McCoys Creek connects the neighborhoods of Lackawanna, North Riverside and Brooklyn with downtown and the St. Johns River.  In the late 1700's, it was known as Richard's Creek.  Known as 3 Mile Run during the Civil War, Confederates battled Union troops in a March 1864 skirmish until the Union reached their entrenchments along the waterway.  Once a winding waterway where neighborhood kids fished and swam, the creek was polluted by an incinerator, a meat packer, a poultry processor and other industrial companies whose waste flowed into the tributary. Today, the lead and fertilizer-laden creek is commonly considered one of Jacksonville's dirtiest waterways.

McCoys Creek through Brooklyn in 1946

Touring McCoys Creek

Starting at the St. Johns River, a ride down McCoys Creek is like going into a vortex and coming out in another world.

Traveling Underground

The McCoys Creek tunnel stretches for three blocks and is wide enough for San Antonio style gondolas, kayaks and small boats.

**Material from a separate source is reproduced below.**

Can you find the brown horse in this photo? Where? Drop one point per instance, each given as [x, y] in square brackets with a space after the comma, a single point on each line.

JTA's patchwork job of securing a failing bulkhead, where the skyway crossing the creek just west of the tunnel, is the greatest challenge in navigating the winding McCoys Creek.

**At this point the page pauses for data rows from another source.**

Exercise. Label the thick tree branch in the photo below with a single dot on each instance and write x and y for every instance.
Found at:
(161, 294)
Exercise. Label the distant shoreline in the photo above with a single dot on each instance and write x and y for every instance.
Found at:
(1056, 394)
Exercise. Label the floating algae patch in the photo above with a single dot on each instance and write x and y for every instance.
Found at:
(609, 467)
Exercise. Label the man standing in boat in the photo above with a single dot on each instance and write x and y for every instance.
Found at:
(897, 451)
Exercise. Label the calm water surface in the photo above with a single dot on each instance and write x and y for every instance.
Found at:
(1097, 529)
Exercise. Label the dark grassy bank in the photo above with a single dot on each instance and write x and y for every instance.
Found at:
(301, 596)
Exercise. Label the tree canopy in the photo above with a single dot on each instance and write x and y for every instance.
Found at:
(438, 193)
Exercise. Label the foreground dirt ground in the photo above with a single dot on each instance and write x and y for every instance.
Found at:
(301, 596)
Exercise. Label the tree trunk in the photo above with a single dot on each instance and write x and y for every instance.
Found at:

Assuming the JTA bulkhead can be properly repaired at some point in the future, after leaving the tunnel, one is placed in an environment where development has not taken place in over a century.  The transformation of going from an urban waterfront into what resembles a bird rookery is astonishing.

Adjacent to the Park Street viaduct, one can catch a glimpse of the Jacksonville Terminal.  In the future, it could be possible to access a revitalized transportation center through Amtrak, commuter rail, streetcar, skyway, bus or boat.

An 1903 image of McCoys Creek flooding nearby railyards.

This image taken in during the 1920s shows a McCoys Creek bordered by little vegetation in Brooklyn.

A look down McCoys Creek as it winds through Brooklyn.

Looking west towards I-95 from the Myrtle Avenue bridge.

McCoys Creek, west of I-95

A wide McCoys Creek can be seen separating the Dennis Street warehouse district from North Riverside in 1950.

Cleaning and taking advantage of the McCoys Creek greenway could possibly anchor the redevelopment of several inner westside neighborhoods including North Riverside, Lackawanna and the Dennis Street Warehouse District.

The Stockton Street Bridge

A recently installed multiuse path between McCoys Creek and McCoys Creek Boulevard.  One day, this path could be extended to connect several westside neighborhoods with downtown.

Jacksonville's long-dormant "Lovers' Lane" was at King Street and McCoys Creek Boulevard behind the old Technical High School.  The trees that gave it its privacy are no longer there today. Technical High School was Jacksonville's first vocational high school.

McCoys Creek connects the neighborhoods of Lackawanna, North Riverside and Brooklyn with downtown and the St. Johns River.